Na réplica, Sócrates pede «seriedade no debate político. E a primeira regra é não dizer mentiras»: «João Proença não anda a fazer sessões com o PS explicando o Código de Trabalho. E o senhor deputado recorre à mentira para atacar a UGT. Estava implícito no outro debate que quando falava de sindicatos pouco sérios se referia à UGT. O facto de João Proença ser do PS não o limita em nada o seu trabalho como sindicalista».
O primeiro-ministro continuou, acrescentando que Louçã já tinha atacado «Jorge Coelho, agora João Proença e depois faz-se de vítima». «O senhor ataca com cobardia, porque ataca quem não está presente».

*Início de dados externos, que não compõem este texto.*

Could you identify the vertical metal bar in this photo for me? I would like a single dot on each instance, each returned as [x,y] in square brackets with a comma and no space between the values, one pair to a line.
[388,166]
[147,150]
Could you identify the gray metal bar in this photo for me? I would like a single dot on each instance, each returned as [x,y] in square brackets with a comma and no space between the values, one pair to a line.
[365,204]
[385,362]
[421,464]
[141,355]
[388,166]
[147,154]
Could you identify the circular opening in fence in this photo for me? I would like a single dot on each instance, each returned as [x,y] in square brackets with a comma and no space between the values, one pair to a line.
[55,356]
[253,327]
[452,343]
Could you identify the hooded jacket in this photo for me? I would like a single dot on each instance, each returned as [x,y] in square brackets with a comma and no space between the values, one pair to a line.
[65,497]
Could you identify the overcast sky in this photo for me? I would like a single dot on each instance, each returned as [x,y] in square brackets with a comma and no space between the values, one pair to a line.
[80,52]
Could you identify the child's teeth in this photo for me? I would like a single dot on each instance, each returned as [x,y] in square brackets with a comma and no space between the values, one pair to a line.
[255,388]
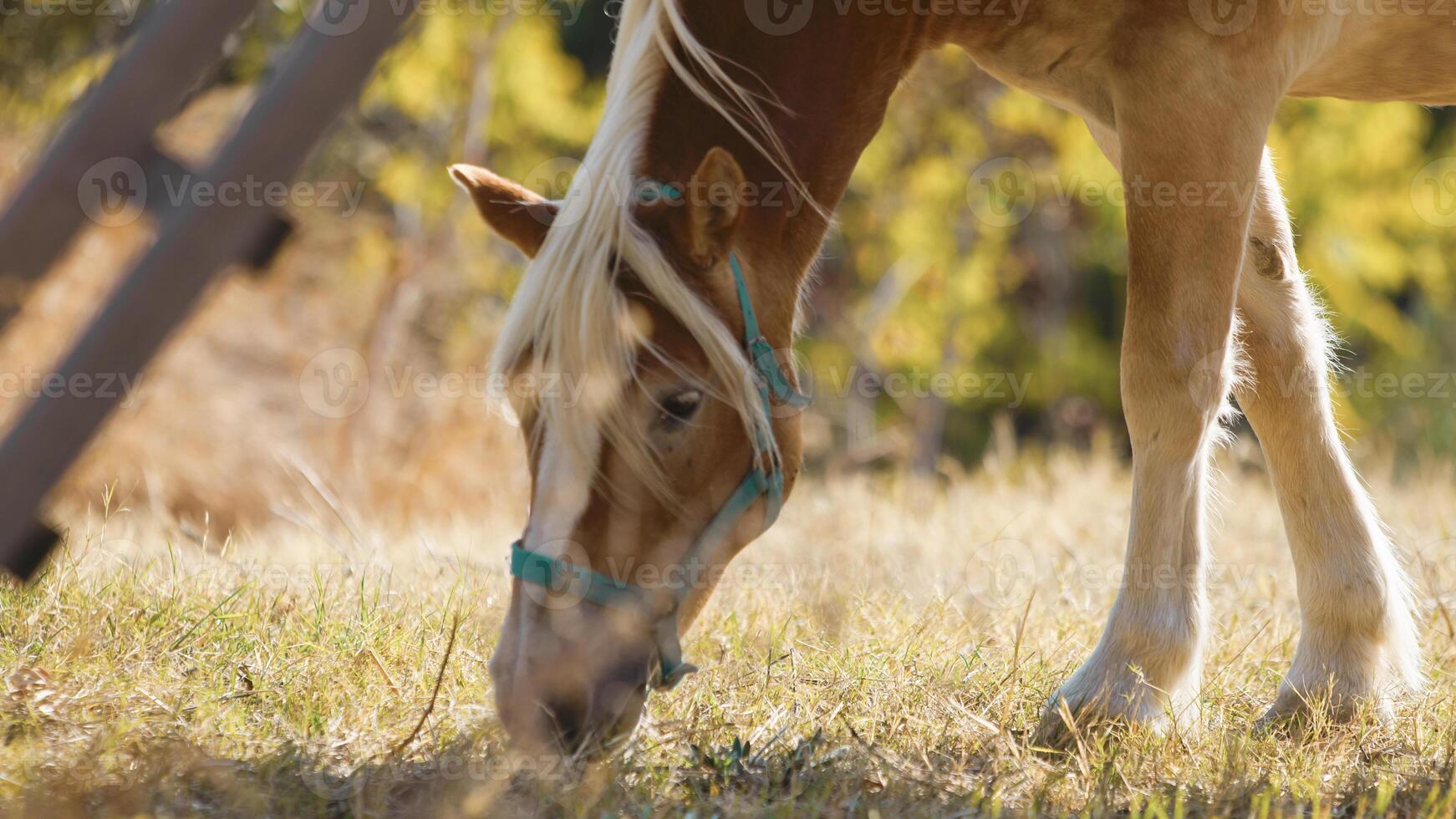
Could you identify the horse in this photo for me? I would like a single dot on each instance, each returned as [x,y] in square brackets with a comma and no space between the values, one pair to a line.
[670,282]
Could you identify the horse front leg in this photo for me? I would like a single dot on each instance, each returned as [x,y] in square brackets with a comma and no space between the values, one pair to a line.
[1190,159]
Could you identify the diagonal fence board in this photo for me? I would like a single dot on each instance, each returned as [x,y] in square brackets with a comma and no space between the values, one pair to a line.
[322,73]
[145,88]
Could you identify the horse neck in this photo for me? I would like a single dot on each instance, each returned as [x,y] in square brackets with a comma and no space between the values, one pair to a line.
[832,82]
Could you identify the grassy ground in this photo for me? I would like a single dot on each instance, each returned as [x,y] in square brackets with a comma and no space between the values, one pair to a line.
[884,650]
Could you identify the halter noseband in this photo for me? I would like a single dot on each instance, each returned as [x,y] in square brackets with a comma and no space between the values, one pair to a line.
[767,483]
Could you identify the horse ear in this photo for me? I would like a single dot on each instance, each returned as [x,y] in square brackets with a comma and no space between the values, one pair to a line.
[517,214]
[714,206]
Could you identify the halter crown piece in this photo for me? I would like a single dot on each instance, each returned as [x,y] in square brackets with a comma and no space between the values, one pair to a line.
[761,482]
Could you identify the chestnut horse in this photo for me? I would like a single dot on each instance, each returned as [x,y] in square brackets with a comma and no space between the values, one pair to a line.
[669,274]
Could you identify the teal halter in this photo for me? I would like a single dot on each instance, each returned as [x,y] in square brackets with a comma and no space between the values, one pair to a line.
[767,483]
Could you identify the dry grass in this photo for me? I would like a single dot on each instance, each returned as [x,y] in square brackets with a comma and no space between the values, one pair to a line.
[858,661]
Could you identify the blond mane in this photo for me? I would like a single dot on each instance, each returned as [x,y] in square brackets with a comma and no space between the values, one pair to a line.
[568,316]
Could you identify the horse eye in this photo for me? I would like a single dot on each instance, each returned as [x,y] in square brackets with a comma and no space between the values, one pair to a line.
[677,410]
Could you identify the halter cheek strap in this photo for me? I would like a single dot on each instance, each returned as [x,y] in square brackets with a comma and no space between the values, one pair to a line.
[765,482]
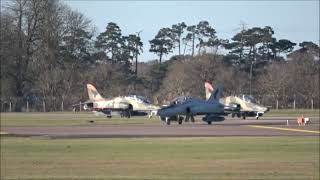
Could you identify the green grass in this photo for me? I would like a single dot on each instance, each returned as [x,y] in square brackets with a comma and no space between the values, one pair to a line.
[161,158]
[68,118]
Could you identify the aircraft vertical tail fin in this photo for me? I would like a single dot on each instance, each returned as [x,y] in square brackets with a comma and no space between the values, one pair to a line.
[215,95]
[93,93]
[209,89]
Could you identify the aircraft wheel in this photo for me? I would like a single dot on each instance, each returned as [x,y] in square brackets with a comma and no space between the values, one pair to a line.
[167,121]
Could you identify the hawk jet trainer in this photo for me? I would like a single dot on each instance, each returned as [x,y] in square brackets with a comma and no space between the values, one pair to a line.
[191,106]
[125,106]
[248,107]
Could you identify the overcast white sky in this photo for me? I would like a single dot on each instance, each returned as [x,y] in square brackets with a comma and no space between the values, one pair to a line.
[294,20]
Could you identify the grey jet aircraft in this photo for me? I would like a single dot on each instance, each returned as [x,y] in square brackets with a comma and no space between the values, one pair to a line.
[191,106]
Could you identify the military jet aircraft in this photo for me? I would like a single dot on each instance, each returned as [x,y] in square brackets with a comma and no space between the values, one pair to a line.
[191,106]
[248,107]
[123,105]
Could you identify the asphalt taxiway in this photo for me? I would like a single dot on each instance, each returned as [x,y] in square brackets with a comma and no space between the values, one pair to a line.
[266,126]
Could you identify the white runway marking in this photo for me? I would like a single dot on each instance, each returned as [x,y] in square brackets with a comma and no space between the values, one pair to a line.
[285,129]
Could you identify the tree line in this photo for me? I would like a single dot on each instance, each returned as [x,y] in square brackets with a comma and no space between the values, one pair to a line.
[49,52]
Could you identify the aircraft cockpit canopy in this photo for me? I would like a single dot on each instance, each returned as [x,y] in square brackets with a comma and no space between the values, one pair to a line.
[247,98]
[140,98]
[179,100]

«Os portugueses sabem quem é o mentiroso»
Mas Francisco Louçã garante que João Proença esteve presente nessas reuniões do PS. «Eu tenho provas disso», garantiu, enquanto aos jornalistas era distribuído um recorte do jornal Público, datado do dia 10 de Maio, que noticia uma sessão no Porto, com João Proença, secretário-geral da UGT, «militantes da maior distrital do PS», o ministro e o secretário de Estado do Trabalho. «Os portugueses olham para mim e olham para si – e levante os olhos, se faz favor – e sabem quem é mentiroso», gritou o bloquista, dirigindo-se a José Sócrates.
O deputado não tem dúvidas que o primeiro-ministro fica «azucrinado» com a bancada do Bloco, mas repescou uma história antiga para dizer que «cobardia é o ataque pessoal à jornalista Fernando Câncio. E essa acusação não veio desta bancada, mas do PSD».
O líder parlamentar do PS, Alberto Martins, que se recusou a responder ao BE e «à sua linguagem animalesca», acabou por retorquir ao bloquista Luís Fazenda, que fez uma interpelação à mesa para defesa da honra da bancada, com a adaptação de um clássico de Aquilino Ribeiro. «Quando os lobos uivam» passou, na pena do socialista de Alberto Martins, a «Quando os lobos insultam, os cidadãos julgam».
Santana Lopes, que não quis entrar nesta disputa, temeu pelas crianças que estavam nas galerias no início do debate. «Devem ter apanhado um susto» com este «wrestling político e combate intenso. Mas já se sabe que é só aqui, depois chega-se à câmara da capital e estão juntos. No meio ainda houve tempo para um momento de publicidade e vamos agora ao National Geografic e à realidade», ironizou o líder parlamentar do PSD para introduzir o tema da pobreza em debate.